Rei thought the major’s wife might be Japanese but kept that speculation to himself.
“Here,” Rei said, setting down a cup of coffee. “You finished making the perfect boomerang there?”
“Thanks. No. And perfection isn’t necessarily something to be desired. This scar on my cheek is proof of that… Anyway, it doesn’t matter. The truth is, General Cooley drew the short straw in all this.”
The major put down the three-foot-long boomerang and sipped at his coffee.
“The first woman I banged when I came to Faery,” Rei said as he seated himself in a chair opposite, “was just like the general. She was a captain. She’d knock me down whenever I’d salute her. It was pathetic.”
“Heh… That’s what’s called being young.”
“Young, huh?
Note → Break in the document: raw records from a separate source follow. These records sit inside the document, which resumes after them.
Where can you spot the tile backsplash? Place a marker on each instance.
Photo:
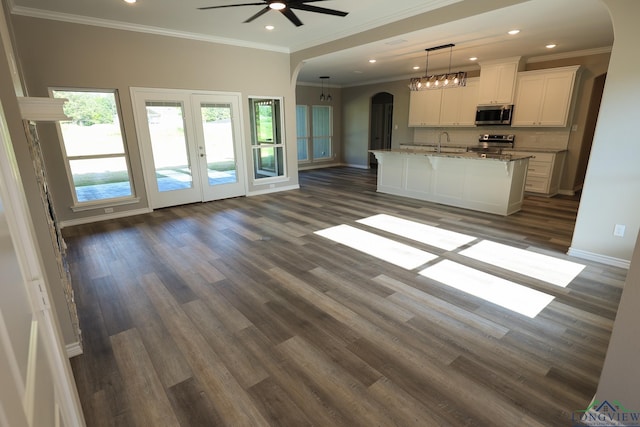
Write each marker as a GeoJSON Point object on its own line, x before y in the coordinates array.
{"type": "Point", "coordinates": [525, 137]}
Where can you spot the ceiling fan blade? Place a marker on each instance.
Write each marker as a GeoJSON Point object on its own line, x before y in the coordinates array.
{"type": "Point", "coordinates": [317, 9]}
{"type": "Point", "coordinates": [257, 15]}
{"type": "Point", "coordinates": [291, 16]}
{"type": "Point", "coordinates": [231, 5]}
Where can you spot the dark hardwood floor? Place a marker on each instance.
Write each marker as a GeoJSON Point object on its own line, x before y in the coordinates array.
{"type": "Point", "coordinates": [234, 313]}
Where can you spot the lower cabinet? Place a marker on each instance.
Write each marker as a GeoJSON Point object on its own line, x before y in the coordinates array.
{"type": "Point", "coordinates": [544, 171]}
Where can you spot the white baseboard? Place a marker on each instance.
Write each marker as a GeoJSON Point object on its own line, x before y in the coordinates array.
{"type": "Point", "coordinates": [103, 217]}
{"type": "Point", "coordinates": [318, 166]}
{"type": "Point", "coordinates": [356, 166]}
{"type": "Point", "coordinates": [603, 259]}
{"type": "Point", "coordinates": [272, 190]}
{"type": "Point", "coordinates": [74, 349]}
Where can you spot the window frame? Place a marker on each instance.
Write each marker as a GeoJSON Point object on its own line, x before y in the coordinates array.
{"type": "Point", "coordinates": [306, 138]}
{"type": "Point", "coordinates": [77, 205]}
{"type": "Point", "coordinates": [314, 137]}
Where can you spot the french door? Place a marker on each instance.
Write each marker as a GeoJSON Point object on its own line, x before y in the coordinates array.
{"type": "Point", "coordinates": [191, 145]}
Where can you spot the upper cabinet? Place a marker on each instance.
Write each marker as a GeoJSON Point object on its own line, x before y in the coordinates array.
{"type": "Point", "coordinates": [543, 97]}
{"type": "Point", "coordinates": [424, 107]}
{"type": "Point", "coordinates": [498, 81]}
{"type": "Point", "coordinates": [458, 107]}
{"type": "Point", "coordinates": [444, 107]}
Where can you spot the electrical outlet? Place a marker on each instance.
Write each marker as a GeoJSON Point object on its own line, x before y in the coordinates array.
{"type": "Point", "coordinates": [618, 230]}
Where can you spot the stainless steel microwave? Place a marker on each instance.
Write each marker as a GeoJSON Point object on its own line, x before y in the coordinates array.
{"type": "Point", "coordinates": [494, 115]}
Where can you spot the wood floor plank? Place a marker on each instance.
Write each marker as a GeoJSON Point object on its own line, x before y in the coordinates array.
{"type": "Point", "coordinates": [142, 385]}
{"type": "Point", "coordinates": [234, 312]}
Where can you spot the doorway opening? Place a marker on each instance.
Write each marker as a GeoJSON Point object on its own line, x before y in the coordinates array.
{"type": "Point", "coordinates": [381, 124]}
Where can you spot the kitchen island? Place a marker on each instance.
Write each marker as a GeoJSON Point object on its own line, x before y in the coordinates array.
{"type": "Point", "coordinates": [487, 183]}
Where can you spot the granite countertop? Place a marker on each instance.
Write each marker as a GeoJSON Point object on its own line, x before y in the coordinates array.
{"type": "Point", "coordinates": [537, 149]}
{"type": "Point", "coordinates": [465, 155]}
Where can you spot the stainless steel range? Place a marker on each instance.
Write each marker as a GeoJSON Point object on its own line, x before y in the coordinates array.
{"type": "Point", "coordinates": [493, 144]}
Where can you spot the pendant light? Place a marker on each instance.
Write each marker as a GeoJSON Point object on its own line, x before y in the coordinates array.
{"type": "Point", "coordinates": [438, 81]}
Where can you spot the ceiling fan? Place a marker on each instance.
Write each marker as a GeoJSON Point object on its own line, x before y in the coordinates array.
{"type": "Point", "coordinates": [285, 7]}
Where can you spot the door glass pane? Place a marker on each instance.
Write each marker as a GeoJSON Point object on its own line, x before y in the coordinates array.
{"type": "Point", "coordinates": [218, 143]}
{"type": "Point", "coordinates": [302, 132]}
{"type": "Point", "coordinates": [169, 145]}
{"type": "Point", "coordinates": [321, 122]}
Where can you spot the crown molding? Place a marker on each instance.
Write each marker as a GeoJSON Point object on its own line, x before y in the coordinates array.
{"type": "Point", "coordinates": [117, 25]}
{"type": "Point", "coordinates": [565, 55]}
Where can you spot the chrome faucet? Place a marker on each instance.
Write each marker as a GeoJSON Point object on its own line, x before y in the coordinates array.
{"type": "Point", "coordinates": [440, 140]}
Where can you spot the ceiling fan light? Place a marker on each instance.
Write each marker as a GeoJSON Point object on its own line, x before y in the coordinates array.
{"type": "Point", "coordinates": [277, 5]}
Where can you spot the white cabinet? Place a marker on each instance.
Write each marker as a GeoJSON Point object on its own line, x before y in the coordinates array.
{"type": "Point", "coordinates": [444, 107]}
{"type": "Point", "coordinates": [458, 107]}
{"type": "Point", "coordinates": [498, 81]}
{"type": "Point", "coordinates": [543, 97]}
{"type": "Point", "coordinates": [424, 107]}
{"type": "Point", "coordinates": [544, 171]}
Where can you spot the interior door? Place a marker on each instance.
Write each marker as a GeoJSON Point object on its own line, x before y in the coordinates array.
{"type": "Point", "coordinates": [191, 146]}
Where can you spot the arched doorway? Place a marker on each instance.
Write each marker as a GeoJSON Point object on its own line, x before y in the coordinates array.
{"type": "Point", "coordinates": [381, 124]}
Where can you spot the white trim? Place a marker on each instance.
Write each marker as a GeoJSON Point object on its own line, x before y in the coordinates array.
{"type": "Point", "coordinates": [303, 167]}
{"type": "Point", "coordinates": [351, 165]}
{"type": "Point", "coordinates": [105, 203]}
{"type": "Point", "coordinates": [565, 55]}
{"type": "Point", "coordinates": [23, 236]}
{"type": "Point", "coordinates": [118, 25]}
{"type": "Point", "coordinates": [74, 349]}
{"type": "Point", "coordinates": [41, 108]}
{"type": "Point", "coordinates": [96, 218]}
{"type": "Point", "coordinates": [273, 190]}
{"type": "Point", "coordinates": [603, 259]}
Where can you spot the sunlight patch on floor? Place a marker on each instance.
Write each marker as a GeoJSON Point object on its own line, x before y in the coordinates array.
{"type": "Point", "coordinates": [552, 270]}
{"type": "Point", "coordinates": [504, 293]}
{"type": "Point", "coordinates": [380, 247]}
{"type": "Point", "coordinates": [427, 234]}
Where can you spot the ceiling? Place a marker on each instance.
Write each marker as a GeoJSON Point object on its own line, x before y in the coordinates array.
{"type": "Point", "coordinates": [573, 25]}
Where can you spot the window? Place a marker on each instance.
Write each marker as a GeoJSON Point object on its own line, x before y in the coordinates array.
{"type": "Point", "coordinates": [302, 132]}
{"type": "Point", "coordinates": [314, 138]}
{"type": "Point", "coordinates": [266, 138]}
{"type": "Point", "coordinates": [321, 132]}
{"type": "Point", "coordinates": [93, 147]}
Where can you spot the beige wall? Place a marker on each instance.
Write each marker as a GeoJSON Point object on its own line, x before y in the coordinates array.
{"type": "Point", "coordinates": [578, 144]}
{"type": "Point", "coordinates": [356, 111]}
{"type": "Point", "coordinates": [611, 192]}
{"type": "Point", "coordinates": [36, 207]}
{"type": "Point", "coordinates": [59, 54]}
{"type": "Point", "coordinates": [612, 195]}
{"type": "Point", "coordinates": [309, 95]}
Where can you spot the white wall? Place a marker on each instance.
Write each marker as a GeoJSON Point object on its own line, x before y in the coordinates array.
{"type": "Point", "coordinates": [612, 185]}
{"type": "Point", "coordinates": [620, 378]}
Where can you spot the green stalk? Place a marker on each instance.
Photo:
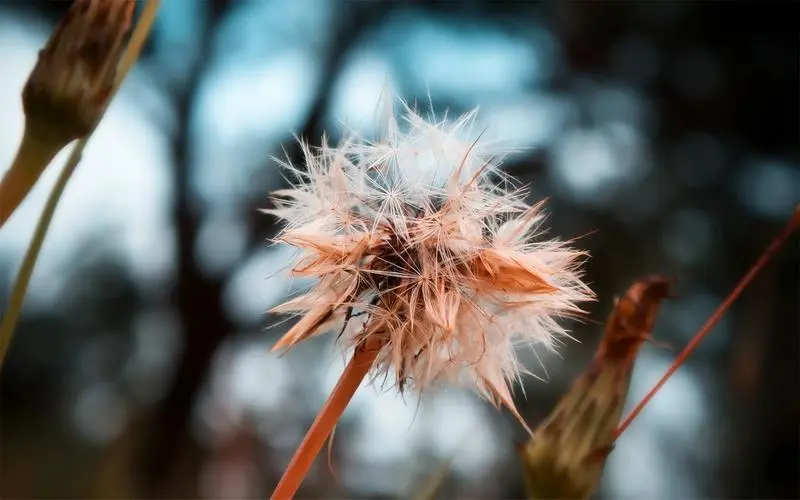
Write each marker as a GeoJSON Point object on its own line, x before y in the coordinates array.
{"type": "Point", "coordinates": [14, 309]}
{"type": "Point", "coordinates": [32, 158]}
So what did you mean before about her drawing the short straw?”
“You hate having to line up, don’t you?”
“Huh?”
“I hear there’s some big-shot general from the Japanese air force coming to inspect us.”
“So?”
“So there’s your problem.”
“You mean…” Rei tried to imagine the squadron members assembling for review and guessed what the problem was. “You want me to be in an honor guard? Me? The boomerang soldier who fell from the sky? Should I present a boomerang over my shoulder, too? You gotta be kidding.”
“Every other squadron had pretty much the same reaction. So we had a lottery and General Lydia Cooley, deputy commander of the SAF, drew the lucky winner. And since the 5th hasn’t made an appearance at one of these things before, we got handed the collection plate.”
“I don’t want to do it.”
“That’s what everyone else said. It’s a mutiny. I don’t know what else to do. That wrinkled old hag told me to take care of it. Do you want to get me killed?”
“It’s not my fault we don’t have a formal honor guard.”
“That negative attitude isn’t going to get us anywhere. Come on, can’t you give me some useful advice on this?”
“How ’bout you stand out there by yourself, Major?” said Rei as he refilled his coffee cup. “I don’t think they’d shoot you for that.”